By: Customer’s Poet
Ahhhhhh. The dreaded IRS call.
I am referring to the call dreaded by millions of Americans when they have to call the IRS for any (and I mean any) tax issue.
No one wants to travel through their maze of call prompts before getting to the proper IRS agent. Let alone wait upwards of an hour or more (during peak season) for help. Staying on topic, I too have found myself ringing the IRS multiple times between February through May.
After filling my return at the end of January, I received a letter a few days later requiring that I verify my identity to receive my 2016 tax return. Which I did. After verifying my identity, the agent stated it would be estimated 9 weeks before my return would be issued. I am sure you could imagine my frustration. Yet, 9 weeks came and went. No refund.
After calling the IRS multiple times, speaking to many agents (even having the one hang up on me without offering help), and receiving many different answers; there was still no refund. Only estimated dates of when it would be released. Again, those dates came and went.
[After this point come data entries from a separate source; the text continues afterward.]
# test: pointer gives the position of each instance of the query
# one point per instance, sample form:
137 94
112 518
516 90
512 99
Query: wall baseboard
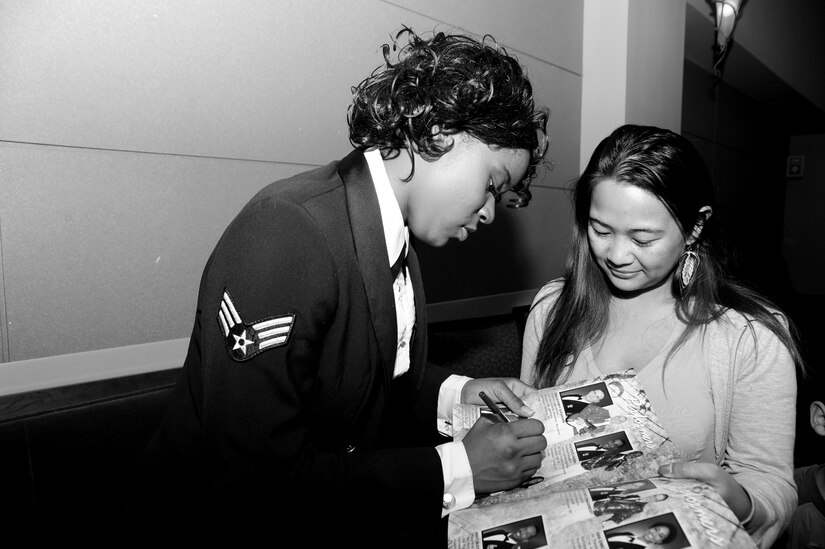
57 371
61 370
Unfortunately for me, the agent I spoke to in February misfiled my return as an identity theft issue instead of putting it in processing.
What have I learned from all of this that I can share with you?
Always ALWAYS write down agent names, id numbers, and the date
I know, I know. I am the customer service person. Yet, in my hast to get in the call que and multiple task, I admit. I have failed multiple times at writing down the agent’s name. Sadly, many of them could care less if you get their name and agent id numbers as they state them at the speed of light. Yet, it’s vital that you record this information. It could later build your case. Not to mention, it allowed me to report that rude agent who hung up the phone in my face without even getting my information to check my files.
Call and call some more
Using some of my customer service sense, I found myself calling the IRS multiple because I wanted to double what was told to me not just accept it as fact. Yet doing so got me many different answers. Which lead to me finding out the real truth about my refund: the agent made a mistake. One which cost me in the long run.
Not all IRS Agents are assholes
Piggy backing off of making multiple calls, I spoke to many different IRS agents. Some were complete assholes I will admit. While others seem to genuinely care and did I thorough investigation on my behalf. Which I utterly appreciated.
In the end, my refund check which was promised by late February has still not arrived. In my quest to get answers, I remained cool and was able to get the help I deserved.
Should you experience a similar tax issue, contact the IRS Tax Advocate office in your state by visiting https://taxpayeradvocate.irs.gov/contact-us.
As always be smart, be savvy, and equip.